After playing three seasons with Washington and helping them reach the playoffs each time, Washington parted ways with Burridge and traded him to the Los Angeles Kings for Warren Rychel. Unfortunately, Burridge was unable to find his wheels in L.A as he scored just four times in 38 games. Because of that, Burridge was released by the Kings and later picked up by the Buffalo Sabres. The move paid off handsomely as Randy, who was seemingly written off by the rest of the league, regained his form when he scored 25 goals and 58 points in 74 games, good enough for second on the Sabres scoring charts. In his last season with the Sabres, Buffalo was going through changes with coaching and management. A result of that was Burridge being left out of the Sabres plans. He would play sparingly and, at the end of the ’97-’98 season, had his contract bought out by the Sabres.
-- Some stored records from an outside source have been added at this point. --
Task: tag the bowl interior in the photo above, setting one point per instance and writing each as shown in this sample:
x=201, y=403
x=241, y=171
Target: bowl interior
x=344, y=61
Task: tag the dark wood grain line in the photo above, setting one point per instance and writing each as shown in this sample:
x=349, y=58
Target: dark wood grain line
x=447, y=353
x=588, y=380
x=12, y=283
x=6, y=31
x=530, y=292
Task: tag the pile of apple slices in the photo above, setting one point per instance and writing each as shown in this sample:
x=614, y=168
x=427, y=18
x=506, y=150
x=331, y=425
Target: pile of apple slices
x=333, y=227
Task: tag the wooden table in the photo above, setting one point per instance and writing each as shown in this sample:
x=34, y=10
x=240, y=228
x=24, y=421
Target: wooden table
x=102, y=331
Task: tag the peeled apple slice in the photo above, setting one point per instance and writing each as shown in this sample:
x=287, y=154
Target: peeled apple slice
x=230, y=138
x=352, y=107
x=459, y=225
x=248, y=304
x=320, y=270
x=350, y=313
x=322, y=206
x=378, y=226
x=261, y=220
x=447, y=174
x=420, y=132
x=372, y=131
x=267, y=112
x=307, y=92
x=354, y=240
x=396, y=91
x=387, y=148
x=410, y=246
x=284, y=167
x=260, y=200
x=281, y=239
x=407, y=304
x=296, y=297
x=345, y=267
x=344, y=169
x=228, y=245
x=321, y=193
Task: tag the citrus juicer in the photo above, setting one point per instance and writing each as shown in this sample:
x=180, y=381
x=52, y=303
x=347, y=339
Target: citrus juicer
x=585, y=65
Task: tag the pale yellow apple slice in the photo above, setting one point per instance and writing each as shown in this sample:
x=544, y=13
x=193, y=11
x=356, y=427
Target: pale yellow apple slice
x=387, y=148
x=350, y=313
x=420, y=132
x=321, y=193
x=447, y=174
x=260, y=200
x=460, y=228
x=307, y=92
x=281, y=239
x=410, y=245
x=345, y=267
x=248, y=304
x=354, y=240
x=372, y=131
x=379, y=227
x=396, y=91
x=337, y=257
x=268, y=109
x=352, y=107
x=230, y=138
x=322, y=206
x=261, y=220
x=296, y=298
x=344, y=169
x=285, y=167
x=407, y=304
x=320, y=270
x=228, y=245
Randy couldn’t find an NHL contract in 1998-99. He ended up splitting the year between Las Vegas Thunder of the IHL and the Hannover Scorpions in Germany. He was all set to hang up the blades after that season when the Detroit Red Wings offered him a training camp try-out. Randy went to the camp with the idea that he would retire if he couldn’t make the team. Unfortunately, the great depth of the Red Wings meant that he would not make the NHL team. Burridge stuck to his word and retired from the game of hockey. Burridge retired playing a total of 706 games, scoring an impressive 199 goals, 251 assists, 450 total points, and accumulating 458 penalty minutes.

On behalf of the entire BNG Hockey Organization, we hope you have a wonderful 56th birthday Randy Burridge!